A report published by the Local Government and Social Care Ombudsman outlines the details of what it described as a “benefits blunder” by Haringey Council which resulted in the single-parent family living in unsuitable accommodation while the mistake was rectified.
An investigation by the ombudsman found the council at fault for failing to calculate the mother’s benefits properly.
It revealed the council had not used a mandatory "underlying entitlement" rule to work out the woman’s overpayments. Underlying entitlement is a calculation of what a person’s correct benefit entitlement should have been for a period where they have been overpaid.
It also discovered her case had not been correctly referred to the appeals tribunal.
The ombudsman said the council’s actions meant the family were asked to leave their privately rented accommodation after their landlord was wrongly informed the mother owed a significant debt.

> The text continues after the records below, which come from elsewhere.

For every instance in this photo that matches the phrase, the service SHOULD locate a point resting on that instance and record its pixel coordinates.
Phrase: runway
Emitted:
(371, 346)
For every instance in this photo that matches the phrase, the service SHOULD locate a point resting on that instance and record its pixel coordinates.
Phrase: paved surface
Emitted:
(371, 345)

Under the rules limiting benefits to a family’s first two children, the woman should always have been eligible for the allowance for her third child because he was born before April 2017, the ombudsman concluded.

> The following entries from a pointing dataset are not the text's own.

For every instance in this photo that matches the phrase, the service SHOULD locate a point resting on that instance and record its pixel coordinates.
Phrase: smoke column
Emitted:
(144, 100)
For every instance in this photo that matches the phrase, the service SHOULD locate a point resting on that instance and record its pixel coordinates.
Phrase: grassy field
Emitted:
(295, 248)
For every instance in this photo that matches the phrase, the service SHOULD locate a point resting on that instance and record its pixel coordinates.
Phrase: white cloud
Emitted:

The council was also criticised for the way it handled the woman’s homelessness application once she was evicted.
Michael King, the local government and social care ombudsman, said the miscalculation of the woman’s benefit entitlement had resulted in a “significant impact” on her family’s life.
“To compound that problem, the council did not deal with her homelessness application properly and failed to refer her case to the appeal tribunal as it was obliged to do in law,” he said.
He ordered the council to pay the woman £1,000 for the distress caused, a further £1,300 in recognition of the six months spent in unsuitable accommodation and £500 for storage costs incurred when she had to leave her rented property.
The council was also ordered to submit the woman’s case to the appeals tribunal if she was still willing to make an application.
King said the council, which had already contacted the woman over her application, should help find suitable housing for the family.
He said the council had agreed to investigate the calculation errors and audit cases where it calculated overpayments applying the two-child restriction.
It was then required to report its findings to the ombudsman, he said.
“I am pleased the council has accepted my recommendations, and hope the review it has pledged to make of past cases, and the improved policies and procedures it will put in place, will help it to understand what has gone wrong and ensure other people are not placed in the same difficult position as this family,” King added.
A spokesperson for Haringey Council said: “We’re sorry for the mistakes we made in this specific case and have taken steps to fix them.
“The wellbeing of residents is a priority for Haringey Council as it is for all local authorities and we’re determined to learn lessons from this to ensure similar situations are not repeated in the future.”
The council has since paid the woman more than £5,500 in compensation and backdated their application to the housing register to January 2018, returning them to the same position on the waiting list if their application had been correctly processed at the time, they added.